In cases of non‐anuric renal failure, rehydration usually restores renal function. However, caution should be exercised as volume overload can potentially be a problem in patients who are anuric or oliguric. Swift diagnosis of NSAID induced ARF with prompt discontinuation of the offending agent usually reverses the condition within 72–96 h.15 However, if it remains unrecognised, the condition may progress rapidly, needing dialysis.

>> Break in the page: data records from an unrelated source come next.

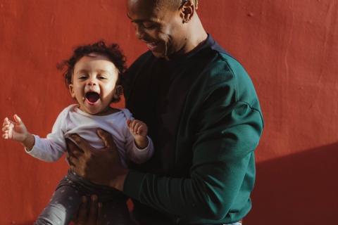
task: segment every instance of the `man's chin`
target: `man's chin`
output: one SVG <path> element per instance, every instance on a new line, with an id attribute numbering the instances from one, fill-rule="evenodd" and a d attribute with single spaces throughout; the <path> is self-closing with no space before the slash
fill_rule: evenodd
<path id="1" fill-rule="evenodd" d="M 164 54 L 163 52 L 158 52 L 158 51 L 151 51 L 151 53 L 153 53 L 154 56 L 156 58 L 165 58 L 165 54 Z"/>

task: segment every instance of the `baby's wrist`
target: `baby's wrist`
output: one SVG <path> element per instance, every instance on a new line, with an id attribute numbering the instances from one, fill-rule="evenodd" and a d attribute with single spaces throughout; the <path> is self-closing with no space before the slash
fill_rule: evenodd
<path id="1" fill-rule="evenodd" d="M 21 141 L 21 143 L 27 150 L 32 150 L 32 148 L 33 148 L 34 145 L 35 143 L 35 139 L 34 138 L 34 136 L 32 134 L 27 133 L 26 134 L 26 136 L 24 138 L 24 140 Z"/>
<path id="2" fill-rule="evenodd" d="M 148 138 L 146 136 L 141 136 L 135 139 L 135 144 L 139 149 L 145 148 L 149 144 Z"/>

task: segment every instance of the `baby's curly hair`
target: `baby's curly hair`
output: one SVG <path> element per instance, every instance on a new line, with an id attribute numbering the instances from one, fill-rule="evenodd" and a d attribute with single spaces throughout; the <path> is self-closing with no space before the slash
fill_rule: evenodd
<path id="1" fill-rule="evenodd" d="M 68 59 L 64 60 L 58 63 L 56 67 L 59 70 L 64 70 L 63 77 L 67 86 L 72 84 L 72 77 L 74 73 L 74 68 L 81 58 L 89 55 L 90 53 L 96 53 L 107 57 L 116 68 L 118 70 L 118 79 L 116 84 L 120 83 L 120 76 L 125 72 L 127 66 L 125 65 L 126 58 L 120 49 L 117 44 L 111 44 L 107 46 L 104 41 L 99 41 L 92 44 L 82 45 L 74 49 L 73 56 Z M 113 98 L 112 102 L 118 102 L 120 96 L 123 94 L 122 89 L 116 89 L 116 95 L 118 98 Z"/>

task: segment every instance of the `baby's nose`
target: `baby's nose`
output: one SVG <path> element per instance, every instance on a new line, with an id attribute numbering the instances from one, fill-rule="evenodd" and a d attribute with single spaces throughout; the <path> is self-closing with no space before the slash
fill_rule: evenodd
<path id="1" fill-rule="evenodd" d="M 87 83 L 87 85 L 88 86 L 95 86 L 96 85 L 96 82 L 94 80 L 89 80 L 88 82 Z"/>

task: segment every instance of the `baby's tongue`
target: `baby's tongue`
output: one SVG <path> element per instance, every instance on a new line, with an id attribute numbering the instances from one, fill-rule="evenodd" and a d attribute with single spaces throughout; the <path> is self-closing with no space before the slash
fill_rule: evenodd
<path id="1" fill-rule="evenodd" d="M 99 98 L 100 98 L 100 96 L 96 92 L 88 92 L 86 94 L 86 98 L 89 101 L 89 103 L 96 103 Z"/>

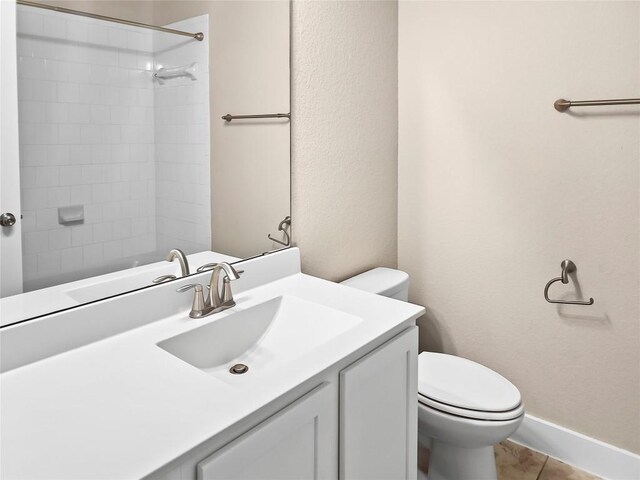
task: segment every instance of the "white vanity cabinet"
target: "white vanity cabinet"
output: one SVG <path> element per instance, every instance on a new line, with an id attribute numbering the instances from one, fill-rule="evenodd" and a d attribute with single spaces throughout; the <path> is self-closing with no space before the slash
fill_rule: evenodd
<path id="1" fill-rule="evenodd" d="M 335 385 L 323 383 L 198 464 L 198 480 L 335 478 Z"/>
<path id="2" fill-rule="evenodd" d="M 340 478 L 415 479 L 418 327 L 340 372 Z"/>
<path id="3" fill-rule="evenodd" d="M 412 326 L 208 456 L 199 448 L 149 478 L 415 480 L 417 349 Z"/>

It is probable that the number of episodes of renal dysfunction due to NSAID treatment is underestimated because the kidney dysfunction is often mild, asymptomatic, transient and non‐anuric.5 This complication may be under‐reported because many patients improve spontaneously after removal of the offending drug,
Virtually all NSAID have been implicated, although some subclasses may be less toxic because of renal conversion of active drug to an inactive metabolite. Indomethacin appears to be associated with the highest risk of this complication.15 Aspirin, although not used as an anti‐pyretic in children, is less potent at suppressing renal prostaglandin production. Naproxen, diclofenac, piroxicam and ibuprofen appear to have an effect between that of aspirin and indomethacin in their relative capacities to acutely compromise renal function. In situations of hypovolaemia, paracetamol should be the drug of choice for anti‐pyretic treatment and the use of NSAID should be carefully monitored and avoided if possible. Paracetamol does not affect Cox 1 or 2 activities and has no adverse renal effect in therapeutic doses.
The use of NSAID is known to be safe in children with a self‐limiting illness.1 The common factors in our patients in a paediatric hospital were that all the children had NSAID with complex medical problems and they all had an element of dehydration. Caution should be exercised in patients with underlying chronic medical conditions when prescribing NSAID or buying them over the counter.
Most cases of NSAID induced renal impairment are mild and self‐limiting. This report does not prove cause and effect, but in an era of widespread popularity of NSAID use in children, further research is needed to define the true risk of the potential renal complication of this group of drugs, especially in patients at risk of dehydration.
ARF - acute renal failure
JIA - juvenile idiopathic arthritis
NSAID - non‐steroidal anti‐inflammatory drugs
Competing interests: None.
Parental/guardian informed consent was obtained for publication of the persons' details in this report.